OJPC and Partners Launch Collateral Sanction Campaign

The Ohio Justice & Policy Center is collaborating with the Ohio Organizing Collaborative, Building Freedom Ohio and the Ohio Transformation Fund to create a multi-year campaign designed to combat collateral sanctions – the barriers experienced by people with criminal records. The partnership kicked off with a day-long listening meeting hearing from individuals whose lives have been harmed by the wide-reaching impacts of collateral sanctions for Ohioans with criminal convictions in May.
OJPC and partners created a survey of participants to pinpoint campaign priorities and to understand where directly impacted individuals have been most harmed by employment barriers, housing barriers and education and civic participation opportunities.
In June OJPC and partners gathered again to plan out initial campaign steps, identify allies and opponents to collateral sanction reforms and drill down on potential tactics. The campaign will invest in grassroots and legislative efforts led by people impacted by criminal convictions.
A 2018 report co-authored by OJPC and Policy Matters Ohio laid bare the scale and scope of collateral sanctions, Wasted Assets: The cost of excluding Ohioans with a record from work. Key findings included:
• Some 850 laws and administrative rules limit job opportunities for Ohioans with convictions who have already served their time.

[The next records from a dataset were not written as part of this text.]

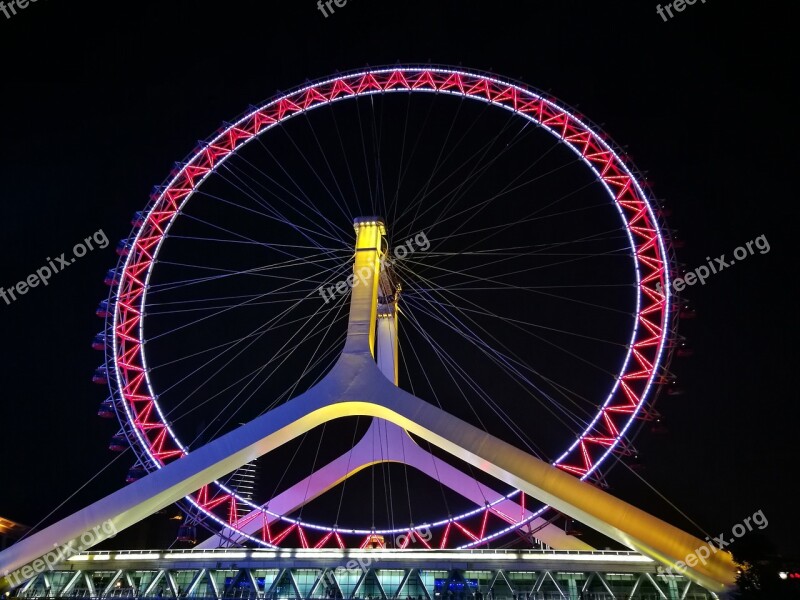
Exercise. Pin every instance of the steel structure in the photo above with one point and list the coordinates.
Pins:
(357, 386)
(147, 427)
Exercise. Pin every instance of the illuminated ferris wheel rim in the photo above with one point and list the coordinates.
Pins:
(148, 423)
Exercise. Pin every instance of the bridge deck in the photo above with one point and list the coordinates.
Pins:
(377, 574)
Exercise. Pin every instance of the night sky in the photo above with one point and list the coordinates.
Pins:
(99, 101)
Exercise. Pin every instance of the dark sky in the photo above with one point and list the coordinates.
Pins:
(100, 99)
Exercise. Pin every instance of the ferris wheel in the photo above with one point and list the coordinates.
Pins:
(523, 289)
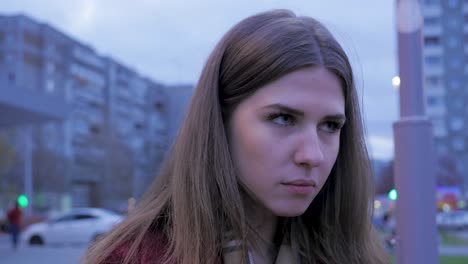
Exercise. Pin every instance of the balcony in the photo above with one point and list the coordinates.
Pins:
(19, 106)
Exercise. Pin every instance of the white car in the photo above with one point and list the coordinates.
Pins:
(80, 225)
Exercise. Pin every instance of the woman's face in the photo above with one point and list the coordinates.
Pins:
(285, 139)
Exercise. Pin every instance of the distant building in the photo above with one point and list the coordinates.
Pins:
(102, 154)
(179, 98)
(446, 77)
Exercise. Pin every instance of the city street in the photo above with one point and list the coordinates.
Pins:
(72, 253)
(26, 255)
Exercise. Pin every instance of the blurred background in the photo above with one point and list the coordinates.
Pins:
(92, 93)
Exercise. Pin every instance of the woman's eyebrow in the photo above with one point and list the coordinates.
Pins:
(291, 110)
(286, 108)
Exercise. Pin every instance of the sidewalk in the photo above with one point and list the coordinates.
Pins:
(453, 250)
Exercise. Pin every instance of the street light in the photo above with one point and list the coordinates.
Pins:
(396, 82)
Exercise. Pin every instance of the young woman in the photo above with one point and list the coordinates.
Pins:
(270, 165)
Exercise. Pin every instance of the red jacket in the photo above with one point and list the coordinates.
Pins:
(151, 251)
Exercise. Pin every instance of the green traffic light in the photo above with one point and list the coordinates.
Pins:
(23, 201)
(393, 195)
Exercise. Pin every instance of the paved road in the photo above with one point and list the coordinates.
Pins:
(72, 254)
(29, 255)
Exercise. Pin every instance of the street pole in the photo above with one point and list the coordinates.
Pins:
(28, 179)
(414, 156)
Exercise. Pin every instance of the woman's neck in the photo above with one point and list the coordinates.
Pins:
(264, 225)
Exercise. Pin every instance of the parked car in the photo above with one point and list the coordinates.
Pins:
(80, 225)
(454, 220)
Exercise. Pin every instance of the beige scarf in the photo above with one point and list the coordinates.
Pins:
(232, 254)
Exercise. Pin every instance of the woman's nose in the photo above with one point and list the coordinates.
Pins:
(309, 151)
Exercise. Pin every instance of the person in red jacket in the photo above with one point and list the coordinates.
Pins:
(269, 165)
(14, 216)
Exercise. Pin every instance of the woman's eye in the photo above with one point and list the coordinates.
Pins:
(331, 126)
(282, 119)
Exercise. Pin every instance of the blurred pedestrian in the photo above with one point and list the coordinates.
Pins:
(270, 165)
(14, 217)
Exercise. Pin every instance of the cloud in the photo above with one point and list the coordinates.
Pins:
(169, 41)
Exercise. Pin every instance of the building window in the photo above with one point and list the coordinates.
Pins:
(456, 124)
(452, 3)
(433, 101)
(455, 84)
(433, 80)
(458, 103)
(452, 22)
(431, 40)
(433, 60)
(50, 86)
(431, 21)
(458, 144)
(32, 39)
(455, 63)
(439, 127)
(453, 42)
(32, 60)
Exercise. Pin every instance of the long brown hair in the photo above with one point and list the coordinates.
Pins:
(196, 197)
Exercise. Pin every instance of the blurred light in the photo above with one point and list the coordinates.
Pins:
(396, 82)
(23, 201)
(461, 204)
(446, 207)
(393, 195)
(377, 204)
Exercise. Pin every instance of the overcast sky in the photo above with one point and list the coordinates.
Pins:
(170, 40)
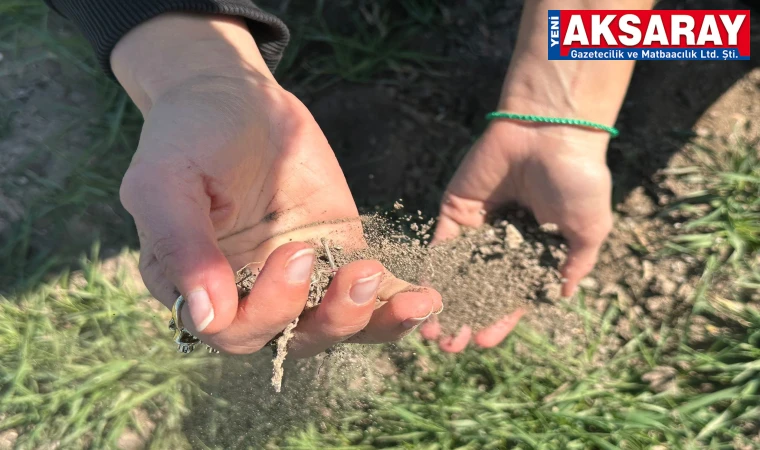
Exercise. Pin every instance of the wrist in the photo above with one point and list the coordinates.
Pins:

• Around 1 in 4 Ohio jobs (1.3 million) is blocked or restricted for those with a conviction.
• Jobs affected by collateral sanctions pay $4,700 more on average and are growing at twice the rate of other jobs.
• The typical Ohioan out of work after serving time for a felony conviction lost $36,479 in wages in 2017. Total lost wages reached an estimated $3.4 billion across the state.

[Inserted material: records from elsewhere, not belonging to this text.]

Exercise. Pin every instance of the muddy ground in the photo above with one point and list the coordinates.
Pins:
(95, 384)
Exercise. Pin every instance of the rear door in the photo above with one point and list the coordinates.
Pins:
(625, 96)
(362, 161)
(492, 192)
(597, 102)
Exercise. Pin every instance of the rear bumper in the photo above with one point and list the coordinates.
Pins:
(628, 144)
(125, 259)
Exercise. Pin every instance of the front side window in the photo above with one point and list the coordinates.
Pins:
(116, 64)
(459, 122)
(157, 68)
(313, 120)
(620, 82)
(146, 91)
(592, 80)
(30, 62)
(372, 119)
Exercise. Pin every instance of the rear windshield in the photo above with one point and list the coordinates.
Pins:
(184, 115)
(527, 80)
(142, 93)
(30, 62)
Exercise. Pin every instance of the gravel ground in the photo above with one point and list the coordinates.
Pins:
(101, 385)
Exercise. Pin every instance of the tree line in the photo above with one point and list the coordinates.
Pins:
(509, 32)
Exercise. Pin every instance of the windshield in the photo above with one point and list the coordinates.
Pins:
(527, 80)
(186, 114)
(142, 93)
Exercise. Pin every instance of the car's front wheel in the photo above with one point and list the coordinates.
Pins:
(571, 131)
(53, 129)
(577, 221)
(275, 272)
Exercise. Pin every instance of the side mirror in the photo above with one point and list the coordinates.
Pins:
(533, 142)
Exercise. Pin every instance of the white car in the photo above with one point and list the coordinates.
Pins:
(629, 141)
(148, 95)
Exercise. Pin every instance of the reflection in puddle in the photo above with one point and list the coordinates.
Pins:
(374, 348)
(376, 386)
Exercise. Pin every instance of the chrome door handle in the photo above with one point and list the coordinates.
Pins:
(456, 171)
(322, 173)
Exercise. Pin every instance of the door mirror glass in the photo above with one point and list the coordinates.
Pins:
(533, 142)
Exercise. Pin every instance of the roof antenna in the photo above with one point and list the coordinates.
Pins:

• Collateral sanctions prevent Ohioans with convictions from pursuing higher education.

“When Ohioans are routinely denied access to employment, small business loans, housing, education opportunities, and full participation in community life, we have to act,” said Kevin Werner, OJPC’s policy director. “Collateral sanctions are a policy choice. They don’t need to exist, but they do, and their impact is to forever punish people who have made mistakes. We can and will do something about that,” Werner noted.

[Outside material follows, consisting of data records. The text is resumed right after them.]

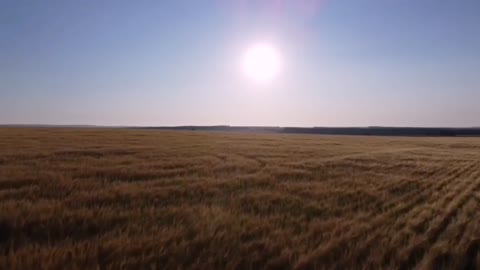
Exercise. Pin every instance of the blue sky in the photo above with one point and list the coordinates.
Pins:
(346, 62)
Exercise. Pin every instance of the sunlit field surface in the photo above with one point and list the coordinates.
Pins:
(145, 199)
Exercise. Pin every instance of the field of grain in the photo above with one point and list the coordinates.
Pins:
(145, 199)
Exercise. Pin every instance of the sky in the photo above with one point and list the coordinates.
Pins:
(164, 63)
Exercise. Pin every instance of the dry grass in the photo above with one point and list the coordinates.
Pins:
(129, 199)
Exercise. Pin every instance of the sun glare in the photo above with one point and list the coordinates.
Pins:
(261, 63)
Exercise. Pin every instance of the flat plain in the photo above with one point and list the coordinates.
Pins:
(146, 199)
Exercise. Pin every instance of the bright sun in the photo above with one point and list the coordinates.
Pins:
(262, 63)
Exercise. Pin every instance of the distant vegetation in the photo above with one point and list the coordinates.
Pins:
(149, 199)
(374, 131)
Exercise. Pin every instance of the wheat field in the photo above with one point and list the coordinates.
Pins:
(146, 199)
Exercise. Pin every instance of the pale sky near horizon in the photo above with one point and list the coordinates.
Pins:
(344, 62)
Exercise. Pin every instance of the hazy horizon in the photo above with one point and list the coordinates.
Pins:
(397, 63)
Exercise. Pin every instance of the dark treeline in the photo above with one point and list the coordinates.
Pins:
(373, 131)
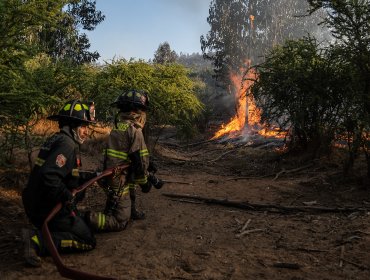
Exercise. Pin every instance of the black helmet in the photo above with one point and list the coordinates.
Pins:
(131, 100)
(74, 111)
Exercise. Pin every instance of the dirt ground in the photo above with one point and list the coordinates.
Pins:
(298, 227)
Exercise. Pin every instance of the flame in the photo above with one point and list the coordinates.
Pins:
(248, 115)
(246, 109)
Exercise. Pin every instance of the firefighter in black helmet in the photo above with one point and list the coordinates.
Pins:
(125, 144)
(52, 179)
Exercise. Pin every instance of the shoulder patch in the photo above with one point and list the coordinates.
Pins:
(60, 160)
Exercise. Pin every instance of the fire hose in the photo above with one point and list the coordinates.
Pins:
(65, 271)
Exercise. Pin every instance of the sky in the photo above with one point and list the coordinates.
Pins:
(136, 28)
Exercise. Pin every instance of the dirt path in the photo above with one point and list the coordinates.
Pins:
(188, 239)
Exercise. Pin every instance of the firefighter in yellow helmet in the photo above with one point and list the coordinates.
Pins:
(125, 144)
(52, 180)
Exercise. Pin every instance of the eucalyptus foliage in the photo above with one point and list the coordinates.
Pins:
(304, 90)
(172, 93)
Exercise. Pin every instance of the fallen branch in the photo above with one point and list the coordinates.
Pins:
(292, 170)
(360, 266)
(248, 232)
(287, 265)
(213, 160)
(264, 207)
(176, 182)
(249, 177)
(198, 143)
(341, 258)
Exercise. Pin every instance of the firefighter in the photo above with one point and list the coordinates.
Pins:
(125, 145)
(52, 179)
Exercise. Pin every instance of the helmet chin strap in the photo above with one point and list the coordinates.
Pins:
(76, 135)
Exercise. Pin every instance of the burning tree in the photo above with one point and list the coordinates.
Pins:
(243, 30)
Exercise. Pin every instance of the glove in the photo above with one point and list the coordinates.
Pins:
(156, 182)
(71, 205)
(152, 166)
(145, 188)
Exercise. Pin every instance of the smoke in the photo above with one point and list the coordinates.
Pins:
(195, 7)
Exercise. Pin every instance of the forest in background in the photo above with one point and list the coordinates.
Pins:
(312, 60)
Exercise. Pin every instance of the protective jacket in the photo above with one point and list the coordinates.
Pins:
(125, 144)
(52, 179)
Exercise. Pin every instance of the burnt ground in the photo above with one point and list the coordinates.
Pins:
(316, 235)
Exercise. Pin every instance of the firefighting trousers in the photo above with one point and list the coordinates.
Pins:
(70, 234)
(115, 219)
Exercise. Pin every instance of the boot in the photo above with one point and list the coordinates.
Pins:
(30, 251)
(137, 215)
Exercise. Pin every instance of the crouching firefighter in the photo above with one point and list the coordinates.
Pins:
(125, 145)
(52, 180)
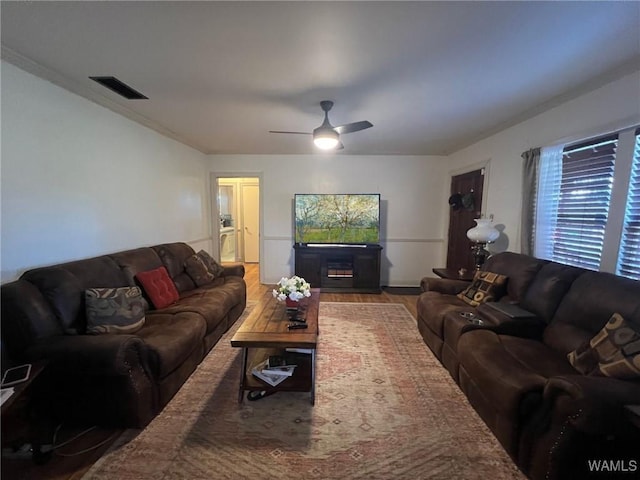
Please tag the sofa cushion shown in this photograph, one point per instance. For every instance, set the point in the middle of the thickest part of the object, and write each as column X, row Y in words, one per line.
column 173, row 256
column 485, row 287
column 521, row 270
column 212, row 302
column 198, row 271
column 591, row 300
column 171, row 339
column 548, row 288
column 159, row 287
column 114, row 310
column 131, row 262
column 214, row 267
column 613, row 352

One policy goal identified would include making Ohio a Clean Slate state, where criminal convictions would automatically be sealed after a period of time with no further contact with the criminal legal system. Clean Slate laws have been enacted in twelve states including Pennsylvania (2018), Utah (2019), New Jersey (2019), Michigan (2020), Connecticut (2020), Delaware (2021), Virginia (2021), Oklahoma (2022), Colorado (2022), California (2022), Minnesota (2023), and New York (2023). Efforts to bring legislation are ongoing in Missouri, North Carolina and Texas. We hope to soon add Ohio to that list.